The bald eagle was once on the brink of extinction, but thanks to conservation efforts, it is now thriving. As a result of these conservation efforts, the bald eagle population has rebounded from a low of just 417 nesting pairs in 1963 to more than 71,400 nesting pairs today. The bald eagle is now considered to be a recovered species, but conservation efforts are still important to ensure that the species continues to thrive.
Here are some of the ways that conservation has saved and continues to save the bald eagle:
- The banning of DDT: DDT was a pesticide that was widely used in the mid-20th century. It caused the eggshells of bald eagles to become thin and brittle, which made it difficult for them to reproduce. The banning of DDT in the United States in 1972 was a major turning point in the recovery of the bald eagle.
- Captive breeding programs: Captive breeding programs have been used to help the bald eagle population recover. In these programs, bald eagles are raised in captivity and then released back into the wild. This has helped to increase the number of bald eagles in the wild.
- Habitat protection: Bald eagles need a variety of habitats, including wetlands, forests, and rivers. Conservation efforts have helped to protect these habitats, which has benefited the bald eagle population.

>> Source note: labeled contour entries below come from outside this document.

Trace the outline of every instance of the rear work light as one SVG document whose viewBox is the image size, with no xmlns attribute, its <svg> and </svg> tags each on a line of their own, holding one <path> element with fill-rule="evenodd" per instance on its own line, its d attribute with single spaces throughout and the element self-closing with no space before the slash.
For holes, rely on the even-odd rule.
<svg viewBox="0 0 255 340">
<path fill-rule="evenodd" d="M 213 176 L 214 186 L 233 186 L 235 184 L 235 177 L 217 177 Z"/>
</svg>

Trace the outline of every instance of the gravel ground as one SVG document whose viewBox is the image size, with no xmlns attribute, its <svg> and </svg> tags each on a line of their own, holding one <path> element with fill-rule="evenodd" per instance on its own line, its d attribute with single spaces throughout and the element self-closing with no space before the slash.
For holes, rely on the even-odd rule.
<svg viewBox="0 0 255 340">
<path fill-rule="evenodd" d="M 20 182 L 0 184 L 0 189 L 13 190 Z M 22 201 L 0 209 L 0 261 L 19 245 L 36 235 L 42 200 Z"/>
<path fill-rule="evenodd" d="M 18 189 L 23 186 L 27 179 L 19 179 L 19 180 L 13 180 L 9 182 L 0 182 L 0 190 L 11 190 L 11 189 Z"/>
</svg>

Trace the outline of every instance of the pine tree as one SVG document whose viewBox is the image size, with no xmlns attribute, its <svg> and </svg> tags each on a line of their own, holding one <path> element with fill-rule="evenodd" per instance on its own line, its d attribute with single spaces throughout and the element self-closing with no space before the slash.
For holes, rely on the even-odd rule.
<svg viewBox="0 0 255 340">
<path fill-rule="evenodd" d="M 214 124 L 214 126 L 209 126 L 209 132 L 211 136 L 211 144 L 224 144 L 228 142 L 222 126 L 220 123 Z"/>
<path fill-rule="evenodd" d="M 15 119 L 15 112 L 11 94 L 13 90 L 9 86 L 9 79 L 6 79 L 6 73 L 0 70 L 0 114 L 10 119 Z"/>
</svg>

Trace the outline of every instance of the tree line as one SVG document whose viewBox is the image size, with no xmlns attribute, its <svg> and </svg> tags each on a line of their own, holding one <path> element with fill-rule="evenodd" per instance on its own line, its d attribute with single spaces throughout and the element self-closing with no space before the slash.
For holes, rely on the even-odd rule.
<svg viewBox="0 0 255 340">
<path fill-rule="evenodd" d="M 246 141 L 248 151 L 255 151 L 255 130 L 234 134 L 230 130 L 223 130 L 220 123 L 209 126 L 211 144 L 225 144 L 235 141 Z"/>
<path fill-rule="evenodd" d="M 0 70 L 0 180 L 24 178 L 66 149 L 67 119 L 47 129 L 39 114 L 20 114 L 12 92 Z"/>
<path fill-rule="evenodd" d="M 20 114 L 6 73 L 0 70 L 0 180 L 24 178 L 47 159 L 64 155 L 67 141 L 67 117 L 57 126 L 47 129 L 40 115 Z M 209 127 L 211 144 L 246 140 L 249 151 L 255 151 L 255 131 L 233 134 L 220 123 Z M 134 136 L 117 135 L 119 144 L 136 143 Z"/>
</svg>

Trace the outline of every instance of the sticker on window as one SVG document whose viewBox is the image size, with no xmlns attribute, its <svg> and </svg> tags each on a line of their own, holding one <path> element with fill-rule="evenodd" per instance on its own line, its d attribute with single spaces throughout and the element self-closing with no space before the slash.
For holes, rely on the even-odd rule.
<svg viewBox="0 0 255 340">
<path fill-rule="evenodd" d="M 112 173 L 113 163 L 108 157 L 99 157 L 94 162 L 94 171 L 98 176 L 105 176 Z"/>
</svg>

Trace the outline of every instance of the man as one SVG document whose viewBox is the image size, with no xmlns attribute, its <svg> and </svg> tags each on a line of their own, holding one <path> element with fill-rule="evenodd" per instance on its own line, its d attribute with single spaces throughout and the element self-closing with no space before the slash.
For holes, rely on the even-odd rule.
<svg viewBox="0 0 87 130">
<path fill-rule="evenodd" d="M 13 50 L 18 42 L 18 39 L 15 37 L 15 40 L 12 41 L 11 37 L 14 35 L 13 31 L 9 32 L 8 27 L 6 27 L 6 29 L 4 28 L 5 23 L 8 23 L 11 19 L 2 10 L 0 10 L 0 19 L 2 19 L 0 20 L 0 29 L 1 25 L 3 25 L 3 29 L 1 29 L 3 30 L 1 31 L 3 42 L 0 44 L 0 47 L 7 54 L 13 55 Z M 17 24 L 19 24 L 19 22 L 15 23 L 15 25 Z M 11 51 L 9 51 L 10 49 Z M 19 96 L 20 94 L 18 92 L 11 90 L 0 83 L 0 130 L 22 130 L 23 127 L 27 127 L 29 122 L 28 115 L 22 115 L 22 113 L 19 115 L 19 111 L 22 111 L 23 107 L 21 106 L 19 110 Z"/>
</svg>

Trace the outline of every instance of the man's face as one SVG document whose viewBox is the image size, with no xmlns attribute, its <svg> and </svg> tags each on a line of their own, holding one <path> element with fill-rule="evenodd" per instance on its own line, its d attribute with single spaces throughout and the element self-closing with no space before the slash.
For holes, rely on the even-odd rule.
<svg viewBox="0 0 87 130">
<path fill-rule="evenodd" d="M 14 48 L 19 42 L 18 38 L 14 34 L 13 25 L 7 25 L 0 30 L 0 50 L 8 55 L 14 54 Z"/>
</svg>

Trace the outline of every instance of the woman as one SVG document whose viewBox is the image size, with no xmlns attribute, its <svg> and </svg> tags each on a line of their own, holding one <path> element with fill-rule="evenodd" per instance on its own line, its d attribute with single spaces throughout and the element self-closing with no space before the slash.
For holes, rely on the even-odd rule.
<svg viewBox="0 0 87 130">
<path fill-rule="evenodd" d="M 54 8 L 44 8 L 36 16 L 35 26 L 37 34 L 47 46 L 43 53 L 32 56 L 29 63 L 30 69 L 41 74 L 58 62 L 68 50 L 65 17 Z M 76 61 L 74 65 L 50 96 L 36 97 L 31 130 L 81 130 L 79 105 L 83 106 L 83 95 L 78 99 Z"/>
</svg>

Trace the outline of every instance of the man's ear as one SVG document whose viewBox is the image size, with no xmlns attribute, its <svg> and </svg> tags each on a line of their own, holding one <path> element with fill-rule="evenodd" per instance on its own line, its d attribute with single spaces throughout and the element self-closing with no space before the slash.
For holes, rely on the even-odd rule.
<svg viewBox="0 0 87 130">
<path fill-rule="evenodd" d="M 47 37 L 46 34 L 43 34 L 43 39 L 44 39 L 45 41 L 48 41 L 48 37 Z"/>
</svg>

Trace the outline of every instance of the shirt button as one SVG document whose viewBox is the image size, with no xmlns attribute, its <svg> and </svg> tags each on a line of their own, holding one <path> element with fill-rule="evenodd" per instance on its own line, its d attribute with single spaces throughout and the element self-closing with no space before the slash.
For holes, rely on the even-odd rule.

- Education and outreach: Education and outreach programs have helped to raise awareness of the plight of the bald eagle and the importance of conservation. These programs have helped to change public attitudes towards bald eagles, which has made it easier to protect them.
- Reduced use of pesticides: Pesticides can still harm bald eagles, even though DDT is no longer used. We can reduce our use of pesticides by choosing non-toxic pest control methods.
What is the biggest thing you can do to help?
- Support conservation organizations: There are many organizations that are working to conserve the bald eagle. We can help by supporting these organizations with our time, money, or volunteer work.